Since its introduction, the normal distribution has been known by many different name... Gauss himself apparently coined the term with reference to the "normal equations" involved in its applications, with normal having its technical meaning of orthogonal rather than "usual". However, by the end of the 19th century some authors had started using the name normal distribution, where the word "normal" was used as an adjective...

https://en.wikipedia.org/wiki/Normal_distribution#Naming

It is also not capitalized in the Wikipedia article, nor have I seen it capitalized in general as an American English speaker. For all intents and purposes normal IS an adjective, though not one that's meant to imply all other distributions are 'abnormal'.

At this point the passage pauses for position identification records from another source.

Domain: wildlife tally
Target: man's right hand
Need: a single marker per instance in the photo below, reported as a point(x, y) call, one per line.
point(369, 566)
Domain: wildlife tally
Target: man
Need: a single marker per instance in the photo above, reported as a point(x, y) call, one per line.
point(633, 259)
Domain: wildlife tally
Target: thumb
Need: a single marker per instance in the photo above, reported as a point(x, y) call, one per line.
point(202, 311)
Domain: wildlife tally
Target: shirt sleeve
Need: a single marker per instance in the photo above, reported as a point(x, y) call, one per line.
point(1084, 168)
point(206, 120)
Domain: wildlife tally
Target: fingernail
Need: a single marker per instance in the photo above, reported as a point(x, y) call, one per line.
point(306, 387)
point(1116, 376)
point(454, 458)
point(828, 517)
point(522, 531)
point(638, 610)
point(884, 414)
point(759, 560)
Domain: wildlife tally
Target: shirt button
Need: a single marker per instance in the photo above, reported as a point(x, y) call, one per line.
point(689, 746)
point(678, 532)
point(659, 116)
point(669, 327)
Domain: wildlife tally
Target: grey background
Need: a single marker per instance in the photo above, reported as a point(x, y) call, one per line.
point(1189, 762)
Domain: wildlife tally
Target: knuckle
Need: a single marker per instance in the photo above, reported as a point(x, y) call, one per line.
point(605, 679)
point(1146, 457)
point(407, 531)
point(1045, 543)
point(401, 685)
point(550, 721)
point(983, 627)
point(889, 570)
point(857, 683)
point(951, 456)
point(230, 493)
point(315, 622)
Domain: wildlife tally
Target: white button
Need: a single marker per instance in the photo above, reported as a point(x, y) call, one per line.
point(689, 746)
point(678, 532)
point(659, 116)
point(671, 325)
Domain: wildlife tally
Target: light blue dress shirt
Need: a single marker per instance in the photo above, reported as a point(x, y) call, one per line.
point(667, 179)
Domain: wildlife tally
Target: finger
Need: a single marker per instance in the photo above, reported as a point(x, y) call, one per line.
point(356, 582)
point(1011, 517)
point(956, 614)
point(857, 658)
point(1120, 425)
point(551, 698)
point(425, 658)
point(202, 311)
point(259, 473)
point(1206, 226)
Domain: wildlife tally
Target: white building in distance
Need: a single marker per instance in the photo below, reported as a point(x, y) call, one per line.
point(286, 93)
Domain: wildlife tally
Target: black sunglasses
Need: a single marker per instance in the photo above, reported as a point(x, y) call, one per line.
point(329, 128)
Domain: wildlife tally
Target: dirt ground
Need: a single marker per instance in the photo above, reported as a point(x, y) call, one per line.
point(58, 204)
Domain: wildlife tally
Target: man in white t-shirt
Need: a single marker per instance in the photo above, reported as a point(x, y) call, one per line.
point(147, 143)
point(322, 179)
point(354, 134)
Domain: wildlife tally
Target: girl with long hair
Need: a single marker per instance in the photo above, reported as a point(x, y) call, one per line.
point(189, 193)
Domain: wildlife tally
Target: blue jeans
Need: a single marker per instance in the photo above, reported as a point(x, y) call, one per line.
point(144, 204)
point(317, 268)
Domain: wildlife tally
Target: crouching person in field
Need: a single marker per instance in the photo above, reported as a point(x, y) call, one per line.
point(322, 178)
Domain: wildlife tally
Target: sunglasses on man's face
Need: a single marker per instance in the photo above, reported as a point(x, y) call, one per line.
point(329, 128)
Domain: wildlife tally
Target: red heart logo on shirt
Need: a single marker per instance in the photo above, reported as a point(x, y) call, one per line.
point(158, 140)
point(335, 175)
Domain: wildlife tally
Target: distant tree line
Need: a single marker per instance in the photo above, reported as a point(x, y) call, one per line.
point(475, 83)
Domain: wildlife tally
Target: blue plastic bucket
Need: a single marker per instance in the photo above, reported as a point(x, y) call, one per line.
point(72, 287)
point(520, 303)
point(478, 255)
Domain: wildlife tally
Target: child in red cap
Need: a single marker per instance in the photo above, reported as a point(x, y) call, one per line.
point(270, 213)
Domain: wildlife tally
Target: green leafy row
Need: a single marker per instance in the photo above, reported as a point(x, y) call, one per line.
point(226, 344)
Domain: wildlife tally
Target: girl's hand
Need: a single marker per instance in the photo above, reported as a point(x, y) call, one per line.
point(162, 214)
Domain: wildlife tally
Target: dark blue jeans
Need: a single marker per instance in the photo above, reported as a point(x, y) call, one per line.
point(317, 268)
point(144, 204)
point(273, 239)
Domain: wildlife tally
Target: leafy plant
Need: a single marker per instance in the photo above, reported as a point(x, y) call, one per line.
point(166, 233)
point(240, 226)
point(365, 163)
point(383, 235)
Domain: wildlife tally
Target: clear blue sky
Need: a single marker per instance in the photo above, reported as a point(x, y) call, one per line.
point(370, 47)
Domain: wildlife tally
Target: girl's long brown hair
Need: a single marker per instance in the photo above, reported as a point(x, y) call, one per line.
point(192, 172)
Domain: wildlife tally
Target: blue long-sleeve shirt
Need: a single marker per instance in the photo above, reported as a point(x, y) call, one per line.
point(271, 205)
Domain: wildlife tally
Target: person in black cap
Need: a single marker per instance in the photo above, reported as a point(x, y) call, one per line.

• @Tim that's the standard I've always seen and used Commented Sep 22, 2015 at 3:07
• @ssdecontrol I've seen different usages, check my edited answer. But yes, it seems that lowercase is the standard.
– Tim
Commented Sep 22, 2015 at 5:52

On one hand, "Normal" seems not to be an adjective, nor a feature of some distribution that it is more normal than any other (or more "beta", more "binomial"). "Normal" is a name of a distribution and can to be considered as a proper noun, and so be capitalized. As @Scortchi noticed in his comment, this is also a general term and people seem to capitalize such terms. If you look into the literature, you'll see that some authors capitalize all the names of distributions, while some seem to never do so.

On another hand, currently (e.g. by Forbes et al., Krishnamoorty, Fisher, Cox et al. and others), it seems that most commonly names of distributions are written in lowercase (e.g. normal, beta, binomial) and are capitalized if they come from surnames (e.g. Cauchy, Gaussian, Poisson). There are also some names that are always written in lowercase as $t$-distribution (example here). While Halperin et al. (1965) in their recommendations do not mention distribution names, in their text they write about chi-squared and standarized normal distributions in lowercase.

This convention may be confusing since in formulas names of distributions are almost always written capitalized (e.g. $X \sim \mathrm{Normal}(\mu, \sigma)$ or $X \sim \mathcal{N}(\mu, \sigma)$) and also because many names come from surnames. However, contrary to my initial answer, it seems that lowercase names are used more commonly and so can be considered as a current convention.

(image source: Freeman, 2006)

Halperin, M., Hartley, H.O., and Hoel, P.G. (1965). Recommended Standards for Statistical Symbols and Notation. COPSS Committee on Symbols and Notation. The American Statistician, 19(3): 12–14.

Freeman, A. (2006). A visual comparison of normal and paranormal distributions. J Epidemiol Community Health, 60(1): 6.

• I'd say "normal" in this context is an adjective and therefore should not be capitalised. However, "Gaussian" would be capitalised. This seems to be the accepted usage on the Wiki page for the normal distribution. Commented Sep 21, 2015 at 10:36
• Shouldn't it be "Normal Distribution" then, if it's a proper name? Seems to me it's rather like the "Mountain Bluebird" example in that Wikipedia article. Commented Sep 21, 2015 at 10:42
• It's a bit deceptive to quote Wikipedia in support of capitalization, when they uniformly lowercase "normal distribution": en.wikipedia.org/wiki/Normal_distribution Commented Sep 21, 2015 at 15:07
• I down-voted not because the answer is bluntly wrong but to steer people towards Grace's answer. (Otherwise your answer is quite nice!) Commented Sep 21, 2015 at 15:56
• @David "Just wrong" seems to be going too far. No part of the meaning of "proper noun" concerns the singularity or plurality of the referent. Plenty of proper nouns refer to families, such as the Obamas, the Beatles, or a Gaussian (which is even a synonym for "normal distribution"!).